With: Etel Adnan (English voice), Judith Engel (German voice),
Zainab Alsawah (Arabic/English voice), Eduard Wassmann (Russian voice)
Soloists: Christina Andersson (Soprano),
Claudio Puntin (Clarinet), Ulrike Haage (Grand Piano, Organ, Celesta)
German Translation: Klaudia Ruschkowski
Direction and composition: Ulrike Haage
Sound: Thomas Monnerjahn
Production: Deutschlandfunk Kultur 2019, 49’37 min.
On April 12, 1961, Yuri Gagarin with the spaceship Vostok 1 orbited the earth in 108 minutes, writing space history. Barely seven years later, the space pioneer died in the crash of his MiG near Moscow. The cause of the accident is still not exactly understood.
From the beginning, the Lebanese-American poet, philosopher and painter Etel Adnan was interested in philosophical, artistic and mythical aspects of the space programs of the great powers. The cosmonaut Gagarin – „the great child in the great machine“ – particularly impressed her. In 1968, after his death, she wrote the eleven-part poem „A Funeral March for the First Cosmonaut“ – a metaphor on flights of fancy and crashes of mankind.

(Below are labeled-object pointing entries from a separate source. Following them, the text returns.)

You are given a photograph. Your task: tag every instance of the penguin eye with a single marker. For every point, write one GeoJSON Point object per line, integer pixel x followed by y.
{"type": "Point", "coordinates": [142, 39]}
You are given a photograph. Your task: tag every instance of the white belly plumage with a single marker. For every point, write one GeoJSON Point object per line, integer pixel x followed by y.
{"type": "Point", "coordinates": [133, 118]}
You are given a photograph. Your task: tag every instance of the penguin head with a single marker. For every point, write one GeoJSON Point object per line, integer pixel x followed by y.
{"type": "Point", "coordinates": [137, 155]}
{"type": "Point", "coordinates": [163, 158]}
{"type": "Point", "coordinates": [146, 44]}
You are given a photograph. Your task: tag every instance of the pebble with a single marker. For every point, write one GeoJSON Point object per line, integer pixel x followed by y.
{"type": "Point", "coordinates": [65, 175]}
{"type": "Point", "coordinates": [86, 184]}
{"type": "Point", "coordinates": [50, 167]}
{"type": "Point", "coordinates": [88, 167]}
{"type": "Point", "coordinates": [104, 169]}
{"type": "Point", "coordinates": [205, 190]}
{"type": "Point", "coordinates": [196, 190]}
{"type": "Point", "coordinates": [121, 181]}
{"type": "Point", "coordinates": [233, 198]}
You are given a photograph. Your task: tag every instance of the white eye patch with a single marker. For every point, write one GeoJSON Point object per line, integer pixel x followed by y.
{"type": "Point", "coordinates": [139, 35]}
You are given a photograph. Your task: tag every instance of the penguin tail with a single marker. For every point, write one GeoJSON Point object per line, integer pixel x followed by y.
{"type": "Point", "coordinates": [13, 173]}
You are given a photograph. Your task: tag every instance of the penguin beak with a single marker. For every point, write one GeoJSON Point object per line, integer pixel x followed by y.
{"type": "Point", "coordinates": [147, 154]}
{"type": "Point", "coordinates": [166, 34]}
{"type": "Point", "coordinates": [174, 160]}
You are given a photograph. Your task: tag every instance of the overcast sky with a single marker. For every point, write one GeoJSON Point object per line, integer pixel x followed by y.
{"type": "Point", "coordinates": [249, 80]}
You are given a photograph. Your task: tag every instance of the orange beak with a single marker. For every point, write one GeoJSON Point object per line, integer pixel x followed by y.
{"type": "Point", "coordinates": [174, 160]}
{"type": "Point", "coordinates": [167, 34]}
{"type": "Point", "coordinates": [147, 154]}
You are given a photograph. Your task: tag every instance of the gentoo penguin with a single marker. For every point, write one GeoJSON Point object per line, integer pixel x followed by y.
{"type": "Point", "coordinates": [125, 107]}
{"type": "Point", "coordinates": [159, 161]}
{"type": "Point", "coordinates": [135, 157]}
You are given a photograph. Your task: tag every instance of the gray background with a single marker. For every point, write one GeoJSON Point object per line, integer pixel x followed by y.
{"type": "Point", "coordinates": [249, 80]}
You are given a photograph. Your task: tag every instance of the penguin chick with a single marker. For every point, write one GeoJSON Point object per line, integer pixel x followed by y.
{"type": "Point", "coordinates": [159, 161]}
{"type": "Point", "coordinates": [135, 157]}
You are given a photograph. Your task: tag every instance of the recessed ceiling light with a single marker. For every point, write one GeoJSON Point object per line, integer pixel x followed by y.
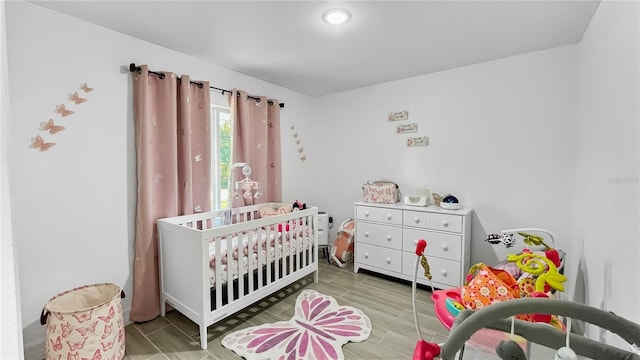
{"type": "Point", "coordinates": [336, 16]}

Fifty years after its release, Etel Adnan entrusted the typewritten version to composer and pianist Ulrike Haage. As she declared, the „Funeral March“ calls for composition, evokes music, sounds, acoustics. Where are we – nearly sixty years after Gagarin, more than fifty years after Apollo 11, leaving the earth, heading to Mars, on the way to which kind of outer spaces, we, who Etel Adnan describes as „pre-history of space-age“?
Ulrike Haage composed an experimental requiem and at the same time a radio-poem in which text and sound, composition and improvisation, singing and voices, languages and noises are congenially interlinked.
One may hear this piece like a concert performance, one may enter it like a space-time-sound installation, guided by the voice of Etel Adnan herself. Her impalpable concrete poetry opens up a questioning of our state of being.
“Today we are at the beginning of a new upheaval. No easy change. We are in the process of becoming a new species. We already are.”
(Recording Etel Adnan, Paris 2019, Photos by Anton Maria Storch 2019)
Please enjoy some excerpts from the text, written by Etel Adnan in 1968:
1.
You were searching through the hands of the monkey tree
that pipeline to the sky
an incoherent light-wave was moving
behind the clouds
and you went swimming into that distant
pool you went to be suspended there
cool as the western side of palm leaves
under the break of noon
there are potholes in the skies
familiar to the Sierra’s wanderers
moving icebergs which taste like
anti-matter when physics go wild
Gagarin Scott Gherman Titov McDivitt
Komarov the new hierarchy of archangels
bringing messages from outer space
decoding the protons and moving under
a shower of travelling electrons
seven sunsets for a single evening
and the uninterrupted moon
growing into their eyes with the look
of mothers looking back on us from the other
side of our death
seven sunrises for a cosmonaut!
11.
Astronauts also are mortal
Gagarin first man in space but also the thirteenth
the sun god Ra and murderous Isis
Eliah and Jesus and you
Mohammad hovering above Jerusalem
refusing to enter Paradise but unclothed
and reduced to a heap of ashes
you prophet Eliah carried by your horses
burning close to the sun
all of you cosmonauts carried by our dreams
floating above sleep
all of you pioneers of that space
which lingers between atom and dream
we heard the tremendous minute of silence
you all stood when Gagarin came to you
the great child in the great machine.